Flex Your Pages
What if the screen size changes? Say you want to view the same book on your phone that you started reading on your laptop. Or the screen itself doesn’t change size, but you decide that the text would be easier to read if the font size were larger. Both of those situations require some kind of flexible layout that can adapt to the changed sizes or shapes.
That’s where digital book design is headed now. (Not to mention magazines, newspapers, and websites.) It’s been called adaptive or flexible or responsive layout, and those who like that sort of thing get into intense arguments about what each of these terms means. But the point is to design pages that will still look good when one of the size factors changes.
Unfortunately, we don’t yet have tools that are finely tuned for this degree of adaptation. Just as designers have been forced to make a choice in web design for years already, would-be e-book typographers must select whether they want flexibility or precision. Page-layout applications like InDesign and QuarkXPress give us the tools to craft a carefully composed page, and those tools can automate a good deal of that process, if they’re used knowledgeably. 
For extended or immersive reading, where we’re reading a text that pulls us in, the length of the line becomes one of the most important design factors in how comfortable the text is to read. If the line is too long and the letters too small, it’s harder to read. There are other factors, too, like the amount of space between the lines, the space between the words, the tightness or looseness of letter-spacing, and the typeface used. They all interact.
The typographer’s job is to manipulate those variables to make a page that’s both inviting and readable. Of course, if we’re really motivated to read the text, we’re willing to put up with almost anything; when we’re bored with it, though, or find it difficult, that’s when the text needs all the help a typographer can give it.
Web design and other born-digital design has an unfortunate heritage of trying to cram as much information as possible onto one screen. The original reason for this was to avoid loading a new page from a web server, CD-ROM drive, or other medium.
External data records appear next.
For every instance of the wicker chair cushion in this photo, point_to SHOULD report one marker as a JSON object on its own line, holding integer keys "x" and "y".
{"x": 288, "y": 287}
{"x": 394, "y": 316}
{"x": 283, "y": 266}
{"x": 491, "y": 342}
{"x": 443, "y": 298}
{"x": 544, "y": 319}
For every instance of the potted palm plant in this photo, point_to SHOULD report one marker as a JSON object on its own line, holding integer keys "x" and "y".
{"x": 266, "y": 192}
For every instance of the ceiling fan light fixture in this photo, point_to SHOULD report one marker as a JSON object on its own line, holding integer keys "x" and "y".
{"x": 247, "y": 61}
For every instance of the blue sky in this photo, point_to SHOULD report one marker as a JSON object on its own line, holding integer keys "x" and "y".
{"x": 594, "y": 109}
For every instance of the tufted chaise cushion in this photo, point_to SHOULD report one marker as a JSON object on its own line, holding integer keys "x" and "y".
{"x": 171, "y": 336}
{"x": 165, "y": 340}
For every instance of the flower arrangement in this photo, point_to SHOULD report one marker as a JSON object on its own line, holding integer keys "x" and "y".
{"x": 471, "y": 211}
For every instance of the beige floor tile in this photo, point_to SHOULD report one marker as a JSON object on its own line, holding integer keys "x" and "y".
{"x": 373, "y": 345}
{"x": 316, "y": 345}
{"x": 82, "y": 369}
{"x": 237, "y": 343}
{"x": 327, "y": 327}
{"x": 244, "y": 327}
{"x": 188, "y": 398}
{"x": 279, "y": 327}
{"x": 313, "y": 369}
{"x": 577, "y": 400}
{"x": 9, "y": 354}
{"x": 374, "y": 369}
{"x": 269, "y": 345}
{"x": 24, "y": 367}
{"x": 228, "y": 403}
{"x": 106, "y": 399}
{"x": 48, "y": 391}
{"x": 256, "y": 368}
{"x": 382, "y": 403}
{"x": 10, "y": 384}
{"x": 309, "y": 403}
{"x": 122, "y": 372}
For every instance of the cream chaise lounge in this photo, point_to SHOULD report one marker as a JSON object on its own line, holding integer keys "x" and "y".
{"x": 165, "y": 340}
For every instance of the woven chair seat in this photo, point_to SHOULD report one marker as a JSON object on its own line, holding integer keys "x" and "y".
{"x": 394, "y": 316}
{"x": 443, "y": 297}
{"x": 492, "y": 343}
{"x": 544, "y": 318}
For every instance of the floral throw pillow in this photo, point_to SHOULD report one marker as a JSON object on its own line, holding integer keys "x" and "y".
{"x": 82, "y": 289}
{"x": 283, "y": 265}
In the old days of slow computers and slow Internet connections, you might have to wait an annoyingly long period before a new page would appear on your screen.
But that limitation is largely gone today: not only do web pages load faster, but scripting can allow most of a web page to remain static while replacing just components of the page. Often having more pages with less text on each one works much better for reading than a single, long, overcrowded one. The typographer can design each page for readable text without consideration for days long past.
A book of straight prose is the simplest to lay out, since it consists of continuous text with maybe a chapter title or a subhead now and then. The most complicated books to design, whether in print or for the screen, are textbooks, cookbooks, and art books, all of which usually have a variety of elements on each page that need to be coordinated visually and functionally. That’s hard enough to do on a static page; it gets much harder when you’re trying to design for a page that might change its size and shape, or the size of its text, so that not everything will still fit on the same page.
That’s when you get into a complex set of algorithms, a system of “If this, then that, and therefore the other,” to determine how text should be laid out, where illustrations and sidebars and notes should go, and whether some images or page elements need to be moved to another page altogether. All of this is done to serve the reader, to make reading the book a smooth, easy process where the reader never has to think about any of this design stuff, or even consciously notice it.
Without that complex system of flexible layout, and competent designers to use it, many e-books have very awkward, hard-to-read page layouts. We’ve seen them all too often.